Secrets is retro-nuevo, the League staging their own revival ('cos who could do it better?). State-of-art FX coexist with pure-1981 one-finger synth-tunes and rudimentary arpeggiated refrains. Oakey & Co have found a way to modernize their classic "Love Action"/"Fascination"--era sound without losing its distinctive League-ness. And that distinctiveness resides in a certain unsupple, boxy quality. Today, electronica producers just press a button to make their tracks "swing"; computers can give the music "feel" by adding tiny rhythmic irregularities. Paradoxically, it's their stiffness and squareness that makes the League human. But--and here's the weird thing--the one place this isn't happening anymore is the vocals.

Something's been lost, a certain shaky fallibility. Joanne Catherall and Susanne Sulley especially sound characterless, the girl-dancing-around-her-handbag-at-the-disco charm ironed out. Mostly likely the culprit is Autotuner, a studio device that corrects errors in pitch.
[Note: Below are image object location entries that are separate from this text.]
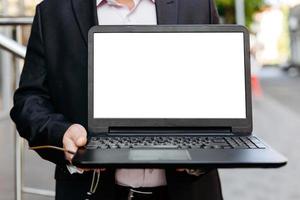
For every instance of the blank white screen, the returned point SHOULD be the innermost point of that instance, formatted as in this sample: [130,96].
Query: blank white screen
[169,75]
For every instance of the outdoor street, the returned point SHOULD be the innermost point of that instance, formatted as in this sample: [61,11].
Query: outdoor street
[276,120]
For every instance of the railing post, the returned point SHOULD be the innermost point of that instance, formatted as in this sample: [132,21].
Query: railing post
[19,141]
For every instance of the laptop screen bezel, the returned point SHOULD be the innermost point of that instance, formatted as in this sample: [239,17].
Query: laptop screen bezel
[102,125]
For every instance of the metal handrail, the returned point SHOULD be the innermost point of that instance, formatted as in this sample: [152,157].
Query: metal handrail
[19,51]
[15,21]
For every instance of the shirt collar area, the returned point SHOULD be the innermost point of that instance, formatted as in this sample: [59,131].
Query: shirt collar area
[101,2]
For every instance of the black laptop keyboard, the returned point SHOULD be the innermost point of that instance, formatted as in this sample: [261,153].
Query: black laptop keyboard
[175,142]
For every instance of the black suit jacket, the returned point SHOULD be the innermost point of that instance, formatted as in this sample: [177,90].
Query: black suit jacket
[53,89]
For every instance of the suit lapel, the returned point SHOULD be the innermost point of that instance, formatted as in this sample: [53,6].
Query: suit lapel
[86,16]
[166,11]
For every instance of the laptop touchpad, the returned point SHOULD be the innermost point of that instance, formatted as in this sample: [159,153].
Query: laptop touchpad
[159,154]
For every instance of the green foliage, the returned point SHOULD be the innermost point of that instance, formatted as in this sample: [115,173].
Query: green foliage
[227,9]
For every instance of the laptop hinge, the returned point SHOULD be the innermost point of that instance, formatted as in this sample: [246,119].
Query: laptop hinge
[170,130]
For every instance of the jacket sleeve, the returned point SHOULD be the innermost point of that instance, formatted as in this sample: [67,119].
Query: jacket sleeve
[214,15]
[33,112]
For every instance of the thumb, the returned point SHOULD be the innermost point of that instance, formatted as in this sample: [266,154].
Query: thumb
[81,141]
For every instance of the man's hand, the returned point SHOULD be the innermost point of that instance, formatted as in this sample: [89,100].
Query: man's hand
[74,137]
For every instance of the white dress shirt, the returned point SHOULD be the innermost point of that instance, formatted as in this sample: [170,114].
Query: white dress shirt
[110,12]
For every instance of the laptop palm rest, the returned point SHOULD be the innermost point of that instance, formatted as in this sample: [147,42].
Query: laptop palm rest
[158,154]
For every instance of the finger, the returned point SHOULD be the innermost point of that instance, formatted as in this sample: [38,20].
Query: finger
[78,134]
[71,146]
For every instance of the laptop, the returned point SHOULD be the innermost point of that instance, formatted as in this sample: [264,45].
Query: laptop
[171,96]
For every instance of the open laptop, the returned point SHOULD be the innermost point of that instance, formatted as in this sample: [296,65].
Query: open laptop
[171,96]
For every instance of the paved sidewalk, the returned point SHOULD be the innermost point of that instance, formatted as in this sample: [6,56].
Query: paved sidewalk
[276,120]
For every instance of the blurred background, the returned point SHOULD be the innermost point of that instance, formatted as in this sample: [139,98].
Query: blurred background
[275,57]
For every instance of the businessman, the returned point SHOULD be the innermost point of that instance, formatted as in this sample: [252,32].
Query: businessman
[50,106]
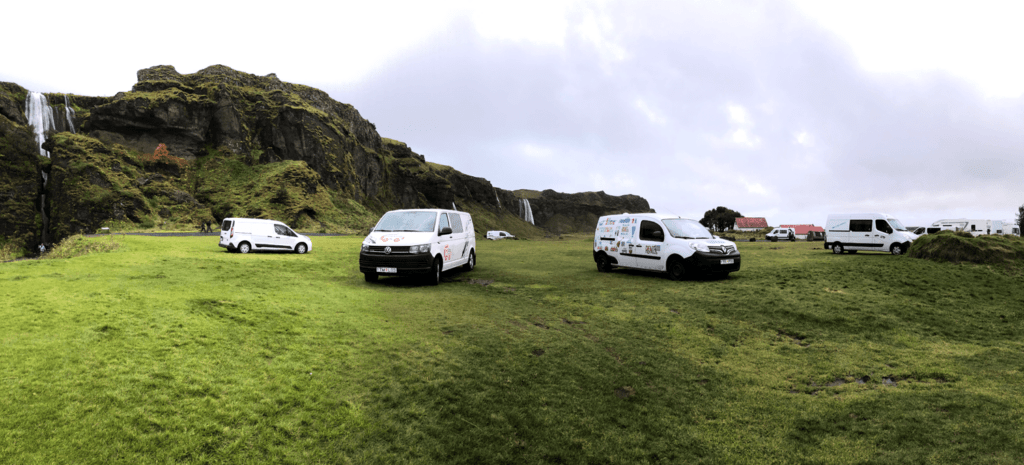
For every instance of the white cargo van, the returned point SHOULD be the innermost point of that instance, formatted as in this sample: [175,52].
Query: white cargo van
[873,231]
[499,235]
[247,235]
[419,242]
[662,243]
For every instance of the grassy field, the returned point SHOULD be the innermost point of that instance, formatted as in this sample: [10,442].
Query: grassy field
[168,349]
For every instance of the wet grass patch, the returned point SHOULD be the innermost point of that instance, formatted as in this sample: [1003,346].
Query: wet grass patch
[172,350]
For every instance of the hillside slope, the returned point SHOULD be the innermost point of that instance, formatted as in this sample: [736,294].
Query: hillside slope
[180,150]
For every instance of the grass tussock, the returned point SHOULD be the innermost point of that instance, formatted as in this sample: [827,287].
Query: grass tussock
[77,245]
[962,247]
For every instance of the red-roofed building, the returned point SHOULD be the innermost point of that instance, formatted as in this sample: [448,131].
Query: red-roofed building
[802,229]
[751,223]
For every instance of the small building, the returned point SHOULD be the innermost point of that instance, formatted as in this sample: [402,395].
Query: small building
[751,223]
[802,229]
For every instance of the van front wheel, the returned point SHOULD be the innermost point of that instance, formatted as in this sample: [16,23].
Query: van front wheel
[677,270]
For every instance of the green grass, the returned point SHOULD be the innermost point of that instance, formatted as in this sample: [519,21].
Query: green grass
[168,349]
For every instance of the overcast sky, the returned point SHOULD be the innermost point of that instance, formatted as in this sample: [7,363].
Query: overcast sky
[786,110]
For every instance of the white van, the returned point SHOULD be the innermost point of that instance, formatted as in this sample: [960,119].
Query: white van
[662,243]
[499,235]
[876,231]
[247,235]
[419,242]
[781,234]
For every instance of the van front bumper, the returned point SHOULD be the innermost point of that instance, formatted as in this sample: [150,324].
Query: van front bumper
[420,263]
[712,262]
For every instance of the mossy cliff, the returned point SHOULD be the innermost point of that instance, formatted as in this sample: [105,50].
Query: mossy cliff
[238,144]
Maybe such perfectionism is necessary to compete in the pop marketplace of fembots like Aguilera and Spears, but it brings a certain Bucks Fizz-like plasticity (bad plastic-ness, as opposed to good plastic pop) to the backing vocals, and Susanne's lead vocal on "Never Give Your Heart".
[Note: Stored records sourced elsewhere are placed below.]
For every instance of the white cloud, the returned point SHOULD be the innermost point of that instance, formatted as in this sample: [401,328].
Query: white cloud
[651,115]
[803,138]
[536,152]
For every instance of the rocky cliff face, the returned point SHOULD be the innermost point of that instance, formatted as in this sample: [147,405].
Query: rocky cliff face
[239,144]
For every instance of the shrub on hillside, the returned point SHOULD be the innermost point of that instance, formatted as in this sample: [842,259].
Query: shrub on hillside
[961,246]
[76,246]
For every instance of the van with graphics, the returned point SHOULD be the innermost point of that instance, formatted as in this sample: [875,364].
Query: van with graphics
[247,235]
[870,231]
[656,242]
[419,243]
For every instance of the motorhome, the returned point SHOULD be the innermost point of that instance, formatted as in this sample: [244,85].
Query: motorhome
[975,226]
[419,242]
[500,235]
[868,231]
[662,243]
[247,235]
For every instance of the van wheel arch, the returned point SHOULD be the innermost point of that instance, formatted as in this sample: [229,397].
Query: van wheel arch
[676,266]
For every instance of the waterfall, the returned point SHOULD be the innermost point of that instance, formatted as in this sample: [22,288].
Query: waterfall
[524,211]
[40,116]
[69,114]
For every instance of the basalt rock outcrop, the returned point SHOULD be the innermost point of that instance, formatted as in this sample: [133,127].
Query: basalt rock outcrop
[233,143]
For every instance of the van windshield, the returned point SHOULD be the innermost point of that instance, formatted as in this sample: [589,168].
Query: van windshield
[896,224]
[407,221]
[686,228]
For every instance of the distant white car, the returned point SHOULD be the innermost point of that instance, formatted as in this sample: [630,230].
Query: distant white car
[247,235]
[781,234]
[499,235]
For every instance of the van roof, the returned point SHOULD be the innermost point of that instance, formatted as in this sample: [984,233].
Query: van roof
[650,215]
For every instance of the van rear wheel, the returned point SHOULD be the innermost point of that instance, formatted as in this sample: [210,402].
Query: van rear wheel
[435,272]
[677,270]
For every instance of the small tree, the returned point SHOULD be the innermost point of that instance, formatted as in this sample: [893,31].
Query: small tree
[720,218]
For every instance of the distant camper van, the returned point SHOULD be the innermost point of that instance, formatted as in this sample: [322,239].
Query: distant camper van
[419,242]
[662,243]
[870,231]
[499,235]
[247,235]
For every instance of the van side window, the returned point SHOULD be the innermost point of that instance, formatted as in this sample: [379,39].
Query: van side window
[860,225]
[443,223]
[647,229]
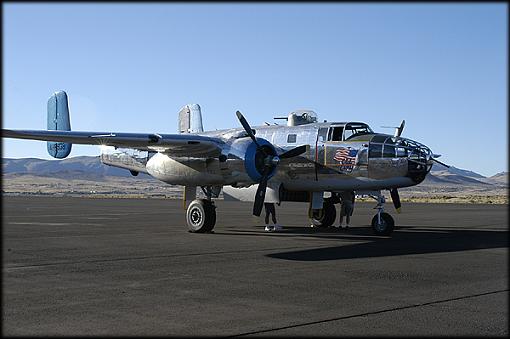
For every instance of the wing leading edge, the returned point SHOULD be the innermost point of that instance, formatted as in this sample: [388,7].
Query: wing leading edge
[172,144]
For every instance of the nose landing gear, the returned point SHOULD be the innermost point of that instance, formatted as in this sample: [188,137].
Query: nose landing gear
[382,222]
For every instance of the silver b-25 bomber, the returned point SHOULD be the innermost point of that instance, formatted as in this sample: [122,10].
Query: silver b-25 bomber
[304,161]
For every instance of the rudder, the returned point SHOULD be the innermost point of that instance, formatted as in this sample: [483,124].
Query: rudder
[190,119]
[58,119]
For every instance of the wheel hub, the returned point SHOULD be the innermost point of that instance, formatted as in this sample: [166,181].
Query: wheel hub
[196,216]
As a result, Secrets is incredibly strong--there could be six or seven hit singles here--but it's limned with a certain hollowness. Human League have never exactly torn their songs from their hearts. The group was one of the inventors of pop-about-pop, the missing link between M and Saint Etienne. Massive popular success was an essential component of their music, it would have been embarassing, humiliated, without it. Despite this Abba-if-they'd-read-Nik-Cohn self-consciousness, the League's classic-era songs managed to connect with people, be "moving". But it's hard to imagine punters today using Secrets songs to soundtrack their lives. The love/hate tunes like "All I Ever Wanted" and "Liar" are standard-issue romantic scenarios. And when Oakey tries to "say" something, the results are either opaque or clumsy. "The Snake" seems to be some kind of rallying call to a new consciousness ("come and join us" on a "journey of the mind"), and "Reflections" gestures confusedly at the kind of E-piphany that's granted to people of the night but dissipates as the chemicals leave the system next day: "fragments of meaning" indeed. State of the Nation address "Sin City" is a diatribe about Blair's Britain ("confidence at a standstill", "tension you could handle", "our principles blurred") and attempts a reckoning with the lost utopian rage of punk and/or Socialism. But it reminds me of Weller's "Town Called Malice" (there's even a line about "a town without pity") and is ultimately the sort of statesmanlike speaking-out that doesn't really suit Oakey (remember "The Lebanon"?).

Ironically, some of the best things on Secrets are the seven all-too-brief instrumentals: the Kraftwerk-circa-"Neon Lights" intricacy/delicacy of "Nervous"; the pulsatronic drive and filtered bass booms of "Ringinglow," which could mash up the venue at Gatecrasher, Sheffield's temple of trance; the butterfly wing-flutter of "Lament". On these tracks, Human League situate themselves on the continuum that runs from Moroder to Paul Van Dyk: the quest for an authentically European soul, clean, serene, non-earthy, unearthly. A qualified triumph, Secrets reminds you of the League's pioneer stature as electronic musicians, as much as their brief reign as a meta-pop dream come true.